MONITOR, DIAGNOSE, CREATE
Software applications now have the ability to attract millions of users via the web or mobile devices. Yet, these audiences, made up of millions of people, are not homogenous. Rather, audiences are made up of unique individuals, each with individual interests, knowledge, and capability. The world makes software like Henry Ford made cars – mass-produced and distributed. We believe that software needs to do a much better job of recognizing and understanding unique audience members to deliver something personalized to them.
SPLYT customers can monitor whether the decisions they have made in building their websites or mobile apps are having positive or negative usage patterns with their audiences. This allows our customers to answer fundamental questions like “Are our users happy?” or “Are our users interacting with our software as we intended?” When our customers find an area of their application that isn’t behaving as they intended, they can quickly diagnose root causes, create experiments that modify their applications so they can test, and measure the impact of those changes before broadly deploying new versions of their user experience.
THE NEED FOR CONTEXT
Human intelligence is dependent on context to form new understanding. We judge new facts based on other things we know to be true. For example, if I told you two people each had $5 million and then asked you to assess which one of them is happier, you couldn’t. But if I told you that one of them had $1 million yesterday and the other had $10 million yesterday and today they both have $5 million, you could use that piece of context to assess the $5 million question.

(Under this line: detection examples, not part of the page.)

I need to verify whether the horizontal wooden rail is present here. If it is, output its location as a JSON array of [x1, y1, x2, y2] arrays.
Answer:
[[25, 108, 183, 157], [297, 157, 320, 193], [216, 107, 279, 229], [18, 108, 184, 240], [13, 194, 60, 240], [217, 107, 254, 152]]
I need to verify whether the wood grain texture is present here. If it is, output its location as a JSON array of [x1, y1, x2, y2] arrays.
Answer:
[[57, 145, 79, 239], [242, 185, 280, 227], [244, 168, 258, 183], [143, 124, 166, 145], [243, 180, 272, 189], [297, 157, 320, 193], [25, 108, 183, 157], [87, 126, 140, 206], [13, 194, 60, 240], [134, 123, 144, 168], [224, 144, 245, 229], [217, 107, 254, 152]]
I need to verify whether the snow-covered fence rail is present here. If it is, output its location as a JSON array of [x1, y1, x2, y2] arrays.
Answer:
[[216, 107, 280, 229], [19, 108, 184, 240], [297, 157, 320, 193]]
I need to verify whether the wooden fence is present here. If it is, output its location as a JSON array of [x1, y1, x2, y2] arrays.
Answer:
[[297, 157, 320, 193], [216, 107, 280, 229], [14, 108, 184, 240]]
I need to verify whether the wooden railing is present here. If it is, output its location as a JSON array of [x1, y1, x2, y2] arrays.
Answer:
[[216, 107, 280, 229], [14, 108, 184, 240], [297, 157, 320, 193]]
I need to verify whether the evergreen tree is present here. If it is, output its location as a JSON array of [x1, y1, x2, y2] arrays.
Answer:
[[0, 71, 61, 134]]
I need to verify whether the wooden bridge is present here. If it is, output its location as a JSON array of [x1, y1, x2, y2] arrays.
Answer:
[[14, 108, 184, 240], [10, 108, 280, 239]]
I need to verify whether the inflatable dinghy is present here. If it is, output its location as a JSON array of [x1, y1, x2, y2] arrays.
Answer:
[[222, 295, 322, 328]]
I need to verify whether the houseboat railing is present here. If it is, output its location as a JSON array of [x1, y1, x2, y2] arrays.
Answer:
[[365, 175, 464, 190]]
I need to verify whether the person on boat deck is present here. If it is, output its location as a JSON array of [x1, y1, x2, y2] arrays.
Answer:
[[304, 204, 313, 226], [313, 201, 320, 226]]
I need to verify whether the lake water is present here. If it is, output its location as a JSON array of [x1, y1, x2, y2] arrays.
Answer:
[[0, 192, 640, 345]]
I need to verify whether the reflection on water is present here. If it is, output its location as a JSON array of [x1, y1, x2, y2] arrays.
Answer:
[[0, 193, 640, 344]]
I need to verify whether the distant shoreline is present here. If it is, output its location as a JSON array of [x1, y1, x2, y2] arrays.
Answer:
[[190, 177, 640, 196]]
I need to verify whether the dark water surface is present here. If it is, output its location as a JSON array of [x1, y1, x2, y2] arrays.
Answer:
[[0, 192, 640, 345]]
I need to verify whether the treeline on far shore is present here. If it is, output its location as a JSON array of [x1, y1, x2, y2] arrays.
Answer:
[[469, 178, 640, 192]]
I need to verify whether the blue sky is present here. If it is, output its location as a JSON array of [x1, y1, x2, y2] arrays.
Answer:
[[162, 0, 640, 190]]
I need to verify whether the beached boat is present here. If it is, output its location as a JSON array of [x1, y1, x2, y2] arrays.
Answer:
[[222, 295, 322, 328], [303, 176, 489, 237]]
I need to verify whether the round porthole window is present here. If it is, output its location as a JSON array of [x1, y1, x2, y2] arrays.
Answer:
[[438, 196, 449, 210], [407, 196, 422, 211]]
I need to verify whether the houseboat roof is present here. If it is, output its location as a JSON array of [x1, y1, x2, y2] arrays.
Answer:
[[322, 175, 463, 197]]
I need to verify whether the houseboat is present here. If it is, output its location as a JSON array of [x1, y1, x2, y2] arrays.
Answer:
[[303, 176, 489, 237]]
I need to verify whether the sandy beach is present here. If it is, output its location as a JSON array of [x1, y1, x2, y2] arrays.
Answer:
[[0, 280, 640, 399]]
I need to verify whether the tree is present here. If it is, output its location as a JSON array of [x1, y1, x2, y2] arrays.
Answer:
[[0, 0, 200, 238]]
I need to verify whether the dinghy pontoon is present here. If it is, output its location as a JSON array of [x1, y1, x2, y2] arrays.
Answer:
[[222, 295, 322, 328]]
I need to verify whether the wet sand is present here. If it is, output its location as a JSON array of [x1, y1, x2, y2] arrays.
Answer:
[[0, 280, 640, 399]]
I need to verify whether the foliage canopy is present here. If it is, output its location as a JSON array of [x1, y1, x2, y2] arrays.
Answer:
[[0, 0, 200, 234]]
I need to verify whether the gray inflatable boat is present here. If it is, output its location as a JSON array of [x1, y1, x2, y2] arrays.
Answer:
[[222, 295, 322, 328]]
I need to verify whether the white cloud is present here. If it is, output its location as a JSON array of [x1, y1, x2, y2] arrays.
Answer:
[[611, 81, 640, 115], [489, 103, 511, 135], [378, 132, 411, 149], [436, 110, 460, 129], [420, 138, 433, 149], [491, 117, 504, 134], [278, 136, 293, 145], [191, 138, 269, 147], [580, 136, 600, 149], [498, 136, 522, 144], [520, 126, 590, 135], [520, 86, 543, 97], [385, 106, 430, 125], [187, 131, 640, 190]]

The same thing is true with all forms of application data. We need context to judge facts and context in data is very difficult to generate. Most methods rely on manual creation of context, and because they are manual, they are incomplete and expensive. SPLYT has automated the discovery of context in data. The major benefit to that is we speed the entire process of generating insights from weeks to minutes and the process of changing applications from weeks to hours.
ORLANDO TECH COMMUNITY’S DNA
Orlando is a great place to live and work. There is a deep and wide talent pool with industry experience across simulation, data systems, user experience design, and analytics. The local universities generate a constant stream of new talent every year and the cost of living keeps our expenses down.
The Orlando Tech community, particularly the startup community in downtown Orlando, has really emerged in the last three years. This community is grassroots, organized, vibrant and growing, and has been a great place to find talent, partner with vendors and customers, and learn from each other.
Getting to revenue is a challenge for any business. The biggest thing the broader Orlando business community can do that will have major impacts on the entire region is to do business with startups. Helping to validate their product assumptions, provide real world use cases, be a reference for future customers, and provide much needed revenue are incredibly important.